The band, sans Jeff Beck, recorded the basic tracks of “Over, Under, Sideways, Down” with Keith Relf on lead vocals and harmonica, Chris Dreja on rhythm guitar and vocals, Jim McCarty on drums and vocals, and Paul Samwell-Smith on bass and vocals. The working arrangement with Beck was that the band would lay down the song and Beck would then work his magic. What resulted was not expected by the band.
Although they were initially skeptical of Beck’s high energy eastern influenced leads, they added a new dimension to the song. Part of the lead’s charm was its tonality. At the time, Beck achieved his signature sound by using a fuzz tone and feedback. Additionally, he overdubbed a bass part to give the song greater drive. Apparently the changes were acceptable to bassist Samwell-Smith who also co-produced the record with Simon Napier-Bell.
In the US, the song was the title cut to their third studio album. In the UK, it appeared, however, on their only studio album – “The Yardbirds” commonly called “Roger the Engineer.” This nickname was based on Chris Dreja’s drawing of studio engineer Roger Cameron. The American release wisely steered away from the original artwork and used photos of the band that were edited to depict the title’s description.
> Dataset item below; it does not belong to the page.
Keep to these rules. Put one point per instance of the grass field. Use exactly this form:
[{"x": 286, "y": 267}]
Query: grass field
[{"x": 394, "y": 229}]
On the cover, Chris Dreja is “over,” Jim McCarty is “under,” Paul Samwell-Smith is “sideways,” while Keith Relf and Jeff Beck are both “down.”
The song was credited to all of The Yardbirds; however, on the American releases, Jim McCarty is incorrectly listed as “McCarthy” and Chris Dreja’s name was misspelled as “Drega.” You’ll see these errors on the single’s label.